Thanks for your help,

1 Like

For category data where each integer represents a different basin use one of the nearest grid point methods. To avoid the missing data around coastlines use a mask on the input data to mask out the land points, and enable extrapolation in the regridding.

Here’s a demo with the MOM basins file

import xarray
import xesmf

ds = xarray.open_dataset('/g/data/access/access-cm2/input_O1/mom4/')

# Variable to interpolate
basins = ds.BASIN_MASK[0,:,:]

# Make this test match the requirements - land points are -100
basins = basins.fillna(-100)

# Mask out land points
mask = basins != -100

# Create input dataset with data and mask
ds_in = xarray.Dataset({'basins': basins, 'mask': mask})

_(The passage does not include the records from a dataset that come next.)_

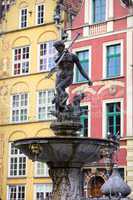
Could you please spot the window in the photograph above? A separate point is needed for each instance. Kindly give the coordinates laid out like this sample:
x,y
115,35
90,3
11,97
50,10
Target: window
x,y
21,60
99,11
113,60
113,111
40,14
20,107
84,121
23,18
42,191
46,56
17,162
41,169
45,105
84,60
16,192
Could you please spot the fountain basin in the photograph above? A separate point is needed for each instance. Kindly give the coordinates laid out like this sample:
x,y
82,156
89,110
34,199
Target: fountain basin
x,y
65,155
65,151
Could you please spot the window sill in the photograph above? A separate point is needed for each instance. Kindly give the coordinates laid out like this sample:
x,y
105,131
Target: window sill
x,y
16,177
112,78
36,177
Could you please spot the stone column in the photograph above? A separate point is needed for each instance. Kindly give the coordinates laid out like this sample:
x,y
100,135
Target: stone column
x,y
66,183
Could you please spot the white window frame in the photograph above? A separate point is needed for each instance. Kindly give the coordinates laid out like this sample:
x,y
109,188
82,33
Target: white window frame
x,y
11,108
104,116
38,57
37,13
89,48
88,104
15,156
45,170
13,61
91,12
43,190
105,45
20,19
37,111
21,185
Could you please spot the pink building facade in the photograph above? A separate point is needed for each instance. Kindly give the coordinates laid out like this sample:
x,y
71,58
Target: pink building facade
x,y
105,50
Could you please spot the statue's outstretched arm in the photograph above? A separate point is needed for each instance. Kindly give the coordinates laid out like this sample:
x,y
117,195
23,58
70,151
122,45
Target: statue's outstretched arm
x,y
80,68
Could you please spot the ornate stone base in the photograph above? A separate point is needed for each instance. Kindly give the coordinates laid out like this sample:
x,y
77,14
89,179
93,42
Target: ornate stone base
x,y
67,183
66,128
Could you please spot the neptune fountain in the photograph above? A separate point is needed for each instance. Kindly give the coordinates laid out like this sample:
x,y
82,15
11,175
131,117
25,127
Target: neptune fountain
x,y
67,152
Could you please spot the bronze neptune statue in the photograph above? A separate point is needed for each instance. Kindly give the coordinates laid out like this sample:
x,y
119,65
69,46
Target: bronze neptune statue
x,y
65,62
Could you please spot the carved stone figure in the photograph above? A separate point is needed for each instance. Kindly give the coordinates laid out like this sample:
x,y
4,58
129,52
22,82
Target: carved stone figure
x,y
65,62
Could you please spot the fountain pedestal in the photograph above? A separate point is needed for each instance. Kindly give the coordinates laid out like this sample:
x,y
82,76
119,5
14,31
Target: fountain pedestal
x,y
67,183
65,156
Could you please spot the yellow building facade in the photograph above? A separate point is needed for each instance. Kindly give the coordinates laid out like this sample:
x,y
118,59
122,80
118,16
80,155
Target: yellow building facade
x,y
27,32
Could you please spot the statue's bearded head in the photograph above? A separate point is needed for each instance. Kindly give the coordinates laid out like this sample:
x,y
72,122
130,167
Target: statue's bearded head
x,y
59,45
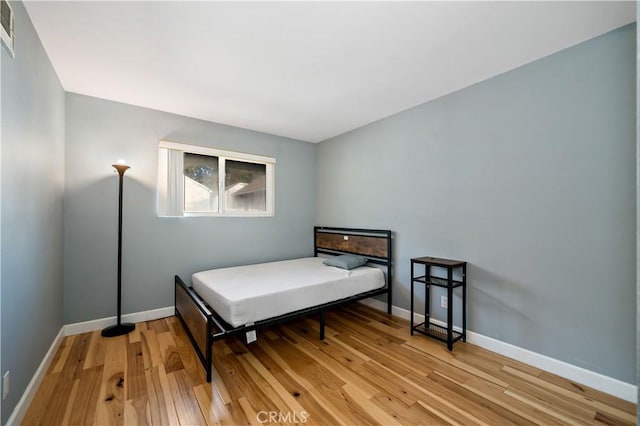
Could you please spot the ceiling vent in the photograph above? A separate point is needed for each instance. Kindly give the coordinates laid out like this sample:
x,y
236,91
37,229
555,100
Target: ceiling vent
x,y
6,32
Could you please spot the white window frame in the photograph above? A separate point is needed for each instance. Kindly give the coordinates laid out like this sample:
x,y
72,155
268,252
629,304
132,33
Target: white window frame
x,y
171,179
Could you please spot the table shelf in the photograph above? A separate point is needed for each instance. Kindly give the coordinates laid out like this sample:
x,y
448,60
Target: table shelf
x,y
445,334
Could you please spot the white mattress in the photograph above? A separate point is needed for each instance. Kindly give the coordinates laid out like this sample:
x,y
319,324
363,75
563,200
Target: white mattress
x,y
246,294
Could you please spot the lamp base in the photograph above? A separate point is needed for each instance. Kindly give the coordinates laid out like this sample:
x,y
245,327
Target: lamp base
x,y
118,330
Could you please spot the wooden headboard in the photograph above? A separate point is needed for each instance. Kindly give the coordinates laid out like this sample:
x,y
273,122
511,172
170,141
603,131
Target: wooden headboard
x,y
372,243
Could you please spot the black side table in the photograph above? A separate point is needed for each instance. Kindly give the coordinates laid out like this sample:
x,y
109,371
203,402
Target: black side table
x,y
444,334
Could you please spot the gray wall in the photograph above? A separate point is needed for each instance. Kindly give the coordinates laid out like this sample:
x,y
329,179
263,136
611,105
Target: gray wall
x,y
637,208
32,204
528,176
156,248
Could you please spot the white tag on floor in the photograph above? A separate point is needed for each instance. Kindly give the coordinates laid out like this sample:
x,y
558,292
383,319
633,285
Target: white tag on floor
x,y
252,336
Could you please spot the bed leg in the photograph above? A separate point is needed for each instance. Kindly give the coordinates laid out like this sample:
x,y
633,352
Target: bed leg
x,y
209,354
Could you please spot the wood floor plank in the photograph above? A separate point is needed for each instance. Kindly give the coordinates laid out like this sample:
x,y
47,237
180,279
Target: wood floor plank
x,y
38,407
588,392
368,370
599,406
161,408
186,405
86,399
110,405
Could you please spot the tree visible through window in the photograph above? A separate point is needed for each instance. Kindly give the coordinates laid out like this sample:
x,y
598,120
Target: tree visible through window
x,y
205,181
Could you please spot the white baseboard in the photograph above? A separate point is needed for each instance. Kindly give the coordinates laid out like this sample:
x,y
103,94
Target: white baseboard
x,y
23,404
99,324
598,381
67,330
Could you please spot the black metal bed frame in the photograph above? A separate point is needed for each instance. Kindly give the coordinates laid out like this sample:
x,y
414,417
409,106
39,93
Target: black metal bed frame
x,y
193,310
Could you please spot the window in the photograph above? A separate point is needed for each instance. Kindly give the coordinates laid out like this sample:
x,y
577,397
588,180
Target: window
x,y
200,181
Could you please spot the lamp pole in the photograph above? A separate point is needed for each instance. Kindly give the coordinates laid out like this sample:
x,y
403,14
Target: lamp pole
x,y
119,328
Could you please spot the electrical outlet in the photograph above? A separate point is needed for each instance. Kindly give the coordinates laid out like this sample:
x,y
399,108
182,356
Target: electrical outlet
x,y
5,386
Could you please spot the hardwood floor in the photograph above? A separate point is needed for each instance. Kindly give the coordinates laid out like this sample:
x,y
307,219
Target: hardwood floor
x,y
368,370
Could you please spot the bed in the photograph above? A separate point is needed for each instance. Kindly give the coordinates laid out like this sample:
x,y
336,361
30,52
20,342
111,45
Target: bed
x,y
238,300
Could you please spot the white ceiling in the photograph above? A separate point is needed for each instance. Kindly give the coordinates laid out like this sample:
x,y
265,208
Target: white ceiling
x,y
305,70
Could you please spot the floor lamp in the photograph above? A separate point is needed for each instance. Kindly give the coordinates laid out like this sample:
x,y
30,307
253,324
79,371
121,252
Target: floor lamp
x,y
119,329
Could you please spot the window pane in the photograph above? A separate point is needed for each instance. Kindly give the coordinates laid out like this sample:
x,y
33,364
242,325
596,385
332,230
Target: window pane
x,y
200,183
245,186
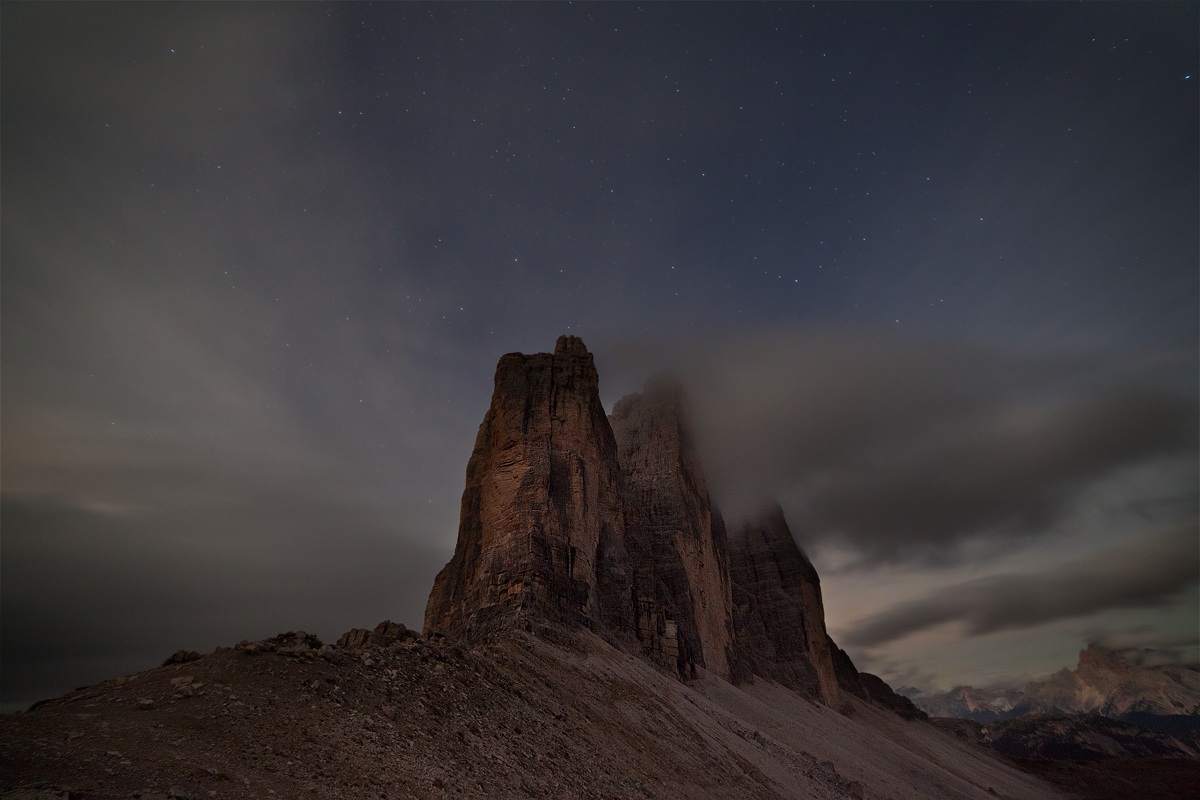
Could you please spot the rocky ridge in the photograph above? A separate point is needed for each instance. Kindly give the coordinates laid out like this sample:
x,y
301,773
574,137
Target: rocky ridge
x,y
574,518
564,551
1104,683
400,715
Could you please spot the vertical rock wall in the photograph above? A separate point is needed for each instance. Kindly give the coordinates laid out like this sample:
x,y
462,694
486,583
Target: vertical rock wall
x,y
569,517
779,618
681,575
543,499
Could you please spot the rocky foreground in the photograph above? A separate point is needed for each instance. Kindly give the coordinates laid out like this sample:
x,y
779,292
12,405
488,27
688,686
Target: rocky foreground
x,y
559,714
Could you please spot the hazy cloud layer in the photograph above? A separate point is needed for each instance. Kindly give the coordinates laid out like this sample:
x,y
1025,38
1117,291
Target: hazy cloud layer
x,y
259,262
1144,573
904,449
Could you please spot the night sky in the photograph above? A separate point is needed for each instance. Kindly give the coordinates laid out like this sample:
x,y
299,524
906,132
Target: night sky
x,y
929,272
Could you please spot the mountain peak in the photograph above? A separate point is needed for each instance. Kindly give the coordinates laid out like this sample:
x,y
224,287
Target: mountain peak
x,y
570,346
574,518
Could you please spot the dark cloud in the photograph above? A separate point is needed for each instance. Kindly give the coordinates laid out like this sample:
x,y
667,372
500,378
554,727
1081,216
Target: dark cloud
x,y
904,449
1145,573
96,590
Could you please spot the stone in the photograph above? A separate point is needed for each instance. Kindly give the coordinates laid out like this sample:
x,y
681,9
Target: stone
x,y
543,504
779,617
181,656
354,638
681,578
870,687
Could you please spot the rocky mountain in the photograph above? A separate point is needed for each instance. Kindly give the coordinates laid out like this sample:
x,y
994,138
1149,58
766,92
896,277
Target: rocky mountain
x,y
969,703
1104,683
1108,684
595,635
780,618
678,557
391,714
574,518
543,521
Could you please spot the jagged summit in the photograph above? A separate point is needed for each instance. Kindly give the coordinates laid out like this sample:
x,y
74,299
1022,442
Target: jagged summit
x,y
571,346
571,517
543,492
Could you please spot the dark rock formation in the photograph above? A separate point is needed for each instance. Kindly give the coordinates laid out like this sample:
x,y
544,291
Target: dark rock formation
x,y
870,687
574,518
383,635
543,500
681,577
779,618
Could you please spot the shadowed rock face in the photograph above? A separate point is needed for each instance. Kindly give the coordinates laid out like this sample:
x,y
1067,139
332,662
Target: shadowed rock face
x,y
870,687
543,503
575,518
779,618
681,579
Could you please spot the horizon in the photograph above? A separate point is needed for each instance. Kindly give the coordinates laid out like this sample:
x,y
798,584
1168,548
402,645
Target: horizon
x,y
927,272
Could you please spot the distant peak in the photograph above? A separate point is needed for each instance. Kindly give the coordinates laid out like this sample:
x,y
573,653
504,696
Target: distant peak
x,y
570,346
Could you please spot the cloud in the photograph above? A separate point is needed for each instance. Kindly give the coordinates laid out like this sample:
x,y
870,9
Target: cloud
x,y
905,449
91,593
1146,573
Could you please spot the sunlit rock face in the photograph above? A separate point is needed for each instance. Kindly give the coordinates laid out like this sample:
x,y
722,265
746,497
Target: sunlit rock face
x,y
570,517
681,577
543,504
778,612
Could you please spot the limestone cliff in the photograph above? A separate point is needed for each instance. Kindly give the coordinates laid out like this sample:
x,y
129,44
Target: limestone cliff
x,y
543,503
571,518
779,618
679,564
870,687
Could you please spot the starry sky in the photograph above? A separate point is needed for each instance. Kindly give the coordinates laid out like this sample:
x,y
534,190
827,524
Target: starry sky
x,y
928,271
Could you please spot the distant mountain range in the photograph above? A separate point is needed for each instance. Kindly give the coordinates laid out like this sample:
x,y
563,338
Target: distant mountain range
x,y
1105,683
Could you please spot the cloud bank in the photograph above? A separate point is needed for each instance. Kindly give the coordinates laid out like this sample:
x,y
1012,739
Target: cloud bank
x,y
1145,573
906,450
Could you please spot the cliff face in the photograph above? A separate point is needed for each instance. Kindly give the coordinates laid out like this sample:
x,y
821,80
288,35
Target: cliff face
x,y
573,518
543,503
681,577
779,618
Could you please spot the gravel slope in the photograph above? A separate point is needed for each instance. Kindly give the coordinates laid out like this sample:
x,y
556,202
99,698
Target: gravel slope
x,y
558,716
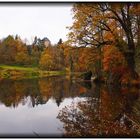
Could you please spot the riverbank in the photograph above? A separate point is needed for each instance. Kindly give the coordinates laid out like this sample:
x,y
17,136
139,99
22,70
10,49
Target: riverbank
x,y
21,72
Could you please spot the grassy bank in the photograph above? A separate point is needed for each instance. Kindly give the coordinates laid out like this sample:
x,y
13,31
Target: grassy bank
x,y
20,72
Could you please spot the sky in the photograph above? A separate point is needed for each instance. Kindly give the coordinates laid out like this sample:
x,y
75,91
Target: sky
x,y
28,21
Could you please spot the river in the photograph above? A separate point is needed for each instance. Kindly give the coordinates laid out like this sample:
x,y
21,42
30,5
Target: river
x,y
61,106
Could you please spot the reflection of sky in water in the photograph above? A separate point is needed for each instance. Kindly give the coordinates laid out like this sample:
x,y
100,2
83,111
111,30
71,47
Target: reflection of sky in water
x,y
27,120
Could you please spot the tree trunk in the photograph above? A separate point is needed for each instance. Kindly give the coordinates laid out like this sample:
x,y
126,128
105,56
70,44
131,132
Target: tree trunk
x,y
130,58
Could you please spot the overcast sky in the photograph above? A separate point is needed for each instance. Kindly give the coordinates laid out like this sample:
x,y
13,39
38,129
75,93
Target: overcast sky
x,y
36,20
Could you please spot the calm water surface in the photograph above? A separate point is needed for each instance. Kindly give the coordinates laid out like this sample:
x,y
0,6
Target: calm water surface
x,y
60,106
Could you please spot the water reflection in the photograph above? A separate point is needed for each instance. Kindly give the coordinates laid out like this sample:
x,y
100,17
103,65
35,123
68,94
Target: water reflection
x,y
115,113
60,106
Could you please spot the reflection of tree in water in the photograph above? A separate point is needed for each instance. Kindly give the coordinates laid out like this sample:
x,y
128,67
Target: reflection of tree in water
x,y
109,115
38,91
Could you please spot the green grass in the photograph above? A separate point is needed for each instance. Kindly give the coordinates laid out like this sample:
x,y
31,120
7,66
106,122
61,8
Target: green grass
x,y
21,72
18,68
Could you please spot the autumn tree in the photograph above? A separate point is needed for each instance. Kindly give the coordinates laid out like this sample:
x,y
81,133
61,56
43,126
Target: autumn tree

# Random output grid for demo
ds_out = xesmf.util.grid_2d(
    -120, 120, 0.4, -60, 60, 0.3

# Regridder with extrapolation
regridder = xesmf.Regridder(ds_in, ds_out, method='nearest_s2d', extrap_method="nearest_s2d")

# Do the regrid
basins_out = regridder(basins)


1 Like

Hi Scott,

Thanks for this! It is strange that the differences are only on the eastern coasts, but the grids in both examples are taken from the same file, so I’m not too sure what the cause of the difference could be.

That makes sense with the difference between masking and setting the land values to zero, as it would be bad to get those unrealistically low values. It does make the examples in the github discussion where it appears to be doing that quite confusing though.

After reading through the links on the timesteps thread, it looks like the plan of regridding the data which already has had the Karl Taylor/diddling procedure applied is quite problematic, and I best let the regridding be done beforehand.